The pro-life and pro-choice movements have always been contentious — now, with a President in office who’s firmly pro-life, it’s picking up once again.
He may be planning to defund Planned Parenthood, and has already signed an action regarding funding for abortions — while surrounded by men, none of whom have any idea what it is to be a woman or mother.
That, among other reasons, is why millions of men, women, and children united in major cities across the world on January 21 for Women’s Marches, a little over 24 hours after he was sworn into office.
Here’s the thing — my personal choice is pro-life. I believe that a child is a child from the moment of conception.
However, I marched with 400,000 other people in New York City for the Women’s March as well. I’m a woman, I plan to be a mother, and I fully understand why millions of women want the freedom to govern their own bodies. The government shouldn’t have control over any of our reproductive choices, not even abortion.
Institutions like Planned Parenthood have been painted as some kind of abortion factory, when in reality they provide valuable health and reproductive services — including sex education — to individuals and families who may not be able to afford it or have access otherwise.

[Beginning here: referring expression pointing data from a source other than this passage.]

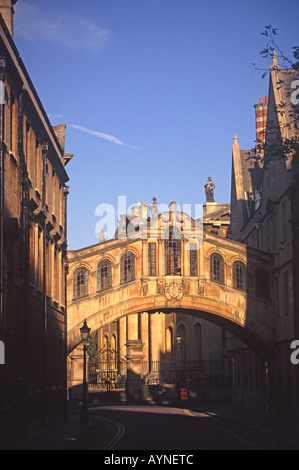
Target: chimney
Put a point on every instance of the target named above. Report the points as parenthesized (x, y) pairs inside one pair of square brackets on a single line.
[(7, 12), (261, 110), (60, 134)]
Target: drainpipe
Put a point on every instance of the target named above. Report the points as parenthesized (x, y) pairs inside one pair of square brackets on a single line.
[(2, 104), (44, 318), (66, 192)]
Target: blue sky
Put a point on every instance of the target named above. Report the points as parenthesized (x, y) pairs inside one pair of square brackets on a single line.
[(151, 91)]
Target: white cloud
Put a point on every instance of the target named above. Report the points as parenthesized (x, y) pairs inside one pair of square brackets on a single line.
[(101, 135), (68, 30)]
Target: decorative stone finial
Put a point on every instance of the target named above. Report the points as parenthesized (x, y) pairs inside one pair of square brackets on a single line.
[(209, 187), (274, 62)]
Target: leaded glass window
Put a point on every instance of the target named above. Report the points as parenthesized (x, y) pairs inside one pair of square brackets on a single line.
[(80, 282), (239, 275), (152, 259), (127, 267), (217, 268), (193, 259), (262, 284), (104, 275), (172, 250)]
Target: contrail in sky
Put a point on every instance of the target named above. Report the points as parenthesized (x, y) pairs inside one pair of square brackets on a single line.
[(101, 135)]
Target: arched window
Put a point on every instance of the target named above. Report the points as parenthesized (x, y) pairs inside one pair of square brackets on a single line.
[(169, 343), (104, 275), (262, 284), (239, 275), (181, 343), (172, 250), (198, 341), (217, 268), (80, 282), (127, 267)]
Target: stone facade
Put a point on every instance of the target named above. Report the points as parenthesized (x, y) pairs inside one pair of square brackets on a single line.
[(264, 204), (33, 249), (170, 295)]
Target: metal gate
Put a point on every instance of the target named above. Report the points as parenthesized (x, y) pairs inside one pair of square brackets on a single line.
[(107, 372)]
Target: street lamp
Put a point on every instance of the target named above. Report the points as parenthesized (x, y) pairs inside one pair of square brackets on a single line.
[(84, 330)]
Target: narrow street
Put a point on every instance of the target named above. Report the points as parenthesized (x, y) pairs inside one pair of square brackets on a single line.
[(169, 428)]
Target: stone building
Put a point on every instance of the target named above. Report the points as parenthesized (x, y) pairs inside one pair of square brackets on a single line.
[(33, 244), (172, 261), (264, 215)]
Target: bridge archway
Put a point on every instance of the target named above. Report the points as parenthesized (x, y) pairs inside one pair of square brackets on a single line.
[(236, 321)]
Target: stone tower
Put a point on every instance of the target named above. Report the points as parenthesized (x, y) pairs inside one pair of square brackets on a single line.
[(7, 12)]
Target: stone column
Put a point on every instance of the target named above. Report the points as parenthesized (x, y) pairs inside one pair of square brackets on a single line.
[(133, 326), (134, 372)]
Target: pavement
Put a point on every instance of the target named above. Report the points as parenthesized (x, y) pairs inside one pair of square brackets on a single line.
[(69, 434)]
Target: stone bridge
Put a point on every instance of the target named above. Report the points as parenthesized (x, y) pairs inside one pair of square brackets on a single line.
[(216, 279)]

Knowing firsthand what it is to live in a low-income community and all that comes with it — utilizing a clinic because it’s a more affordable option than a private doctor, for example — I can firmly attest to how important resources like Planned Parenthood are.

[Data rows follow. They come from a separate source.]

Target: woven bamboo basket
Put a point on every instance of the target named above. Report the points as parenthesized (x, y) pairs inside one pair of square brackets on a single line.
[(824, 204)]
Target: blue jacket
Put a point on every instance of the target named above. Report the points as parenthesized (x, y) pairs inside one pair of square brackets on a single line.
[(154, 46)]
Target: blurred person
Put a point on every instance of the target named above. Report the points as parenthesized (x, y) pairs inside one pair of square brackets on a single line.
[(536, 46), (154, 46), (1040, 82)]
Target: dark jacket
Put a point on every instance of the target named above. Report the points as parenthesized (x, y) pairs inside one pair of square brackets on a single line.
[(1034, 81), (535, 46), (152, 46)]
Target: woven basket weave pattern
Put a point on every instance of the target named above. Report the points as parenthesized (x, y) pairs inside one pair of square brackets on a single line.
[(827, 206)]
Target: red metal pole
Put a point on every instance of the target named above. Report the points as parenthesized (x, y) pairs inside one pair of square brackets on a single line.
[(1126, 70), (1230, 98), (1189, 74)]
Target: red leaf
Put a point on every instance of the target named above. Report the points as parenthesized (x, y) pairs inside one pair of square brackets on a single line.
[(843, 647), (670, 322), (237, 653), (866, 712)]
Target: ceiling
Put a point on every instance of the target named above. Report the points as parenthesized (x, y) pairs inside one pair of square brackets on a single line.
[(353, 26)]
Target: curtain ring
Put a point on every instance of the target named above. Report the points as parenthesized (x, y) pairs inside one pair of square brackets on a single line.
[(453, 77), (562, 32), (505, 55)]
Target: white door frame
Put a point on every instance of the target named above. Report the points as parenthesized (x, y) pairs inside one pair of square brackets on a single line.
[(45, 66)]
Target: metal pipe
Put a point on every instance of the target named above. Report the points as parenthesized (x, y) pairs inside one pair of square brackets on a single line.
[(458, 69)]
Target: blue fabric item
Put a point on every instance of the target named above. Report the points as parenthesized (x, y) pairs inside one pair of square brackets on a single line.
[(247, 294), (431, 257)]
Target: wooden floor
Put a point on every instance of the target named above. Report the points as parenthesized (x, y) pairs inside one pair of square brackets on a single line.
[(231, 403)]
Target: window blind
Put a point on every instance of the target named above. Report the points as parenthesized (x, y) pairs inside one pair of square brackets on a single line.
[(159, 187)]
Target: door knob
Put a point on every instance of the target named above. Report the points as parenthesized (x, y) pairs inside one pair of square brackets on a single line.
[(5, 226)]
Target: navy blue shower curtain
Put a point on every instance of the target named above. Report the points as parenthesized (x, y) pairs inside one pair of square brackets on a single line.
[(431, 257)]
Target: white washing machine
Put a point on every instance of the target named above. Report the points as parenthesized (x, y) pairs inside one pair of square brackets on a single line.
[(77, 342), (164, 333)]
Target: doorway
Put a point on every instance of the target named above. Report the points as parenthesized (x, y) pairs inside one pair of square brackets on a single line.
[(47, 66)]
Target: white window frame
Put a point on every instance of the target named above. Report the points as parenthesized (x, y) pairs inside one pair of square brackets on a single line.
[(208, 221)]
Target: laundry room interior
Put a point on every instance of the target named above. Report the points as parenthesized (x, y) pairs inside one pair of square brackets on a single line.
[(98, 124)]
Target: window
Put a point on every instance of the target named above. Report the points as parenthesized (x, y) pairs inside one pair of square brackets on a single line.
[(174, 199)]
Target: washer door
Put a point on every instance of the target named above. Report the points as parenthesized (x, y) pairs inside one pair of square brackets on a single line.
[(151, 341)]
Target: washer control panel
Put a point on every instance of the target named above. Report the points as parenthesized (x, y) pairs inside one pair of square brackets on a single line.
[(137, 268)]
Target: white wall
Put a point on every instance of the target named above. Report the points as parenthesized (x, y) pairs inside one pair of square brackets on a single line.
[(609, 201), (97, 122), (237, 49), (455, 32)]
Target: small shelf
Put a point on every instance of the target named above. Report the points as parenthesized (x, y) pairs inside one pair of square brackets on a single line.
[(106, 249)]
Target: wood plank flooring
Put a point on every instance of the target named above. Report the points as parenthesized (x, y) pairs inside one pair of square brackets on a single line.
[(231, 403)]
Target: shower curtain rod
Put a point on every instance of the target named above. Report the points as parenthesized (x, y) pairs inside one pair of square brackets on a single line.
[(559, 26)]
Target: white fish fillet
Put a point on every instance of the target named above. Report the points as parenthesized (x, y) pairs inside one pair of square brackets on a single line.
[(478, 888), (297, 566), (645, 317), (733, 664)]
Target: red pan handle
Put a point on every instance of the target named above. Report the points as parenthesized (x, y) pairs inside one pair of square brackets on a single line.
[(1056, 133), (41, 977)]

I think pro-choice critics should also take into account the varied situations women encounter when deciding to have an abortion. Some have survived sexual assault, and make the decision not to have a child conceived under those circumstances. Others are informed before the pregnancy is full-term that their lives or in danger, or even the baby’s.

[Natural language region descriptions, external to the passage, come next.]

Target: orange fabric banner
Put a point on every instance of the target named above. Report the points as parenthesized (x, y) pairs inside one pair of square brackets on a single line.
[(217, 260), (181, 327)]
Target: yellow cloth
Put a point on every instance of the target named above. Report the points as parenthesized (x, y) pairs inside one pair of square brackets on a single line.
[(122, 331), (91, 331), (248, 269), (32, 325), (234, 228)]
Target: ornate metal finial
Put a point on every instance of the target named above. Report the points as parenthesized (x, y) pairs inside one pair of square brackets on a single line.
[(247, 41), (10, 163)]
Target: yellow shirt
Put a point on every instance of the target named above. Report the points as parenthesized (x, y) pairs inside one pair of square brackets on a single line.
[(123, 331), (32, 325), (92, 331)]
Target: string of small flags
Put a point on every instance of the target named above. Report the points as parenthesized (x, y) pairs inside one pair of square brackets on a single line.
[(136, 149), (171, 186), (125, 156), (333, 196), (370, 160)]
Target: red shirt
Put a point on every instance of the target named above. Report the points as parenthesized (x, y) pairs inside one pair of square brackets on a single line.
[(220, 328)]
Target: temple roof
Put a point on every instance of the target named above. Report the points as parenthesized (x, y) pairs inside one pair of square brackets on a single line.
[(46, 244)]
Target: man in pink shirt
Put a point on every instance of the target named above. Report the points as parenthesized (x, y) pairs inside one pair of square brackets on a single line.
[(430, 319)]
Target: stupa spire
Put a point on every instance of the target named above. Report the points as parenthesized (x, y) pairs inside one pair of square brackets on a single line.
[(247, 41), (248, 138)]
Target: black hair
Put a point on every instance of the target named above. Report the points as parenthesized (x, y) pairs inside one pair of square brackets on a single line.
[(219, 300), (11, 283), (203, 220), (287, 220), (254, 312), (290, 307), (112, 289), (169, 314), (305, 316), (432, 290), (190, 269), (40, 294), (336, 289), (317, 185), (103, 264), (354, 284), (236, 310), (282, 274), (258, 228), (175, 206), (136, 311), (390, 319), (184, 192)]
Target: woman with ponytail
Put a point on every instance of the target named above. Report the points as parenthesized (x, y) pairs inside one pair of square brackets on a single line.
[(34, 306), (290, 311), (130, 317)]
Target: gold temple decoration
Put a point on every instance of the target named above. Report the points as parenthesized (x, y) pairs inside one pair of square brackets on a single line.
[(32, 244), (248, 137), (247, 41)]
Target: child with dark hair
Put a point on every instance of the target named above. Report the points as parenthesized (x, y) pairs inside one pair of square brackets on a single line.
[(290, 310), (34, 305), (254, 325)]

As difficult as the choice may be in any and all circumstances, it remains just that: a choice.
If you ask me, pro-life and pro-choice movements shouldn’t be at odds, especially when it comes to women. Supporting and uplifting one another should absolutely translate to reproductive health, too. We all want to have control of that, don’t we?
That being said, I choose to support my pro-choice sisters, even if the personal beliefs I hold for my own body and unborn child don’t align with theirs.